Les perspectives n’étaient pas brillantes. De plus, l’odeur d’antiseptique commençait à me donner la nausée. D’un geste j’ai retiré les horribles patches de plastique qui jonchaient mes membres et ai pris la porte. La discrétion n’était pas une option, les couloirs étaient si immaculés qu’on aurait pu discerner un minuscule bout de textile sombre, alors imaginez un homme dans la mi-vingtaine, aux cheveux noirs d’encre et en combinaison bleu ciel. Sans compter les horribles chaussons vert pomme qui ornaient mes pieds, et qui semblaient obnubiler la vision dès que celle-ci se rapprochait du niveau du sol. Me baisser n’aurait pas servi à ma cause, ça me faisait moins ressembler à quelqu’un de subtil qu’à un ressortissant de gériatrie. J’étais plus cuit qu’un plat de simili-lasagnes, à part si j’étais suffisamment rapide. J’étais d’ailleurs déjà lancé, aussi vite que mes jambes/cure-dents pouvaient me porter. Plusieurs portes se sont ouvertes sur mon passage, et en me retournant j’ai compté trois infirmières et six robots Médicateurs. Mais j’étais bien plus rapide qu’eux, pour une raison qui m’échappait jusqu’à ce que je me rende compte que le sol était en train de devenir pentu. J’avais, j’aimerais pouvoir dire "délibérément", atteint la rampe d’accès des Médicateurs, et le degré de la pente s’est avéré bientôt trop aigu pour que mes jambes ne contrôlent leurs courses. L’idée de "contrôle" était d’ailleurs déjà tellement hors de portée que j’ai décidé de simplement me laisser glisser sur mes hideux chaussons. La rampe m’a amené à l’accès des Urgences, et mis à part un léger accrochage avec l’ambulance qui était garée dans le sas, j’ai pu m’en sortir indemne. Plus inquiétant que les quelques membres du personnel qui devaient toujours être en train de me poursuivre, une assourdissante sonnerie a éclaté de tous les haut-parleurs placés sur les murs. Flûte. Je me suis dirigé vers le couloir des Administrations, qui était étrangement proche des Urgence. L’architecte de cet endroit avait peut-être un œil expert pour les rampes chaussons-compatibles mais aurait eu zéro pointé sur la logique des infrastructures. Je suis entré dans la première pièce du couloir, et ai refermé rapidement la porte derrière moi, coupant ainsi le terrible bruit de l’alarme.
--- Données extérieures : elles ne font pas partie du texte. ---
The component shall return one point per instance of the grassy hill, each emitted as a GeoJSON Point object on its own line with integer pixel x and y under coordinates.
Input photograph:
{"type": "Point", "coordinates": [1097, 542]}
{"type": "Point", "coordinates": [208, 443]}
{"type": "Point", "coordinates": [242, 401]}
Je me suis ensuite retourné.
"Pas un geste !" j’ai crié, menaçant l’occupant de la pièce avec la seule arme à ma disposition : la colonne sur lequel avait été fixé mon appareillage médical. Sans surprise, l’homme à la barbe grisonnante et au ventre bedonnant s’est contenté de me fixer d’un œil blasé. Comme s’il en avait vu d’autres, ha. Il a vite changé d’expression lorsqu’il m’a vu brandir la pièce de métal, ses extrémités pointues réfléchissant la lumière de manière redoutable.
"Je te préviens vieillard, tu alertes les guignols dehors et je te redécore le crâne de métal. L’aluminium est à la mode cet été !"
"Nous sommes en Février."
"La ferme grand-père, c’était une menace, pas une conversation."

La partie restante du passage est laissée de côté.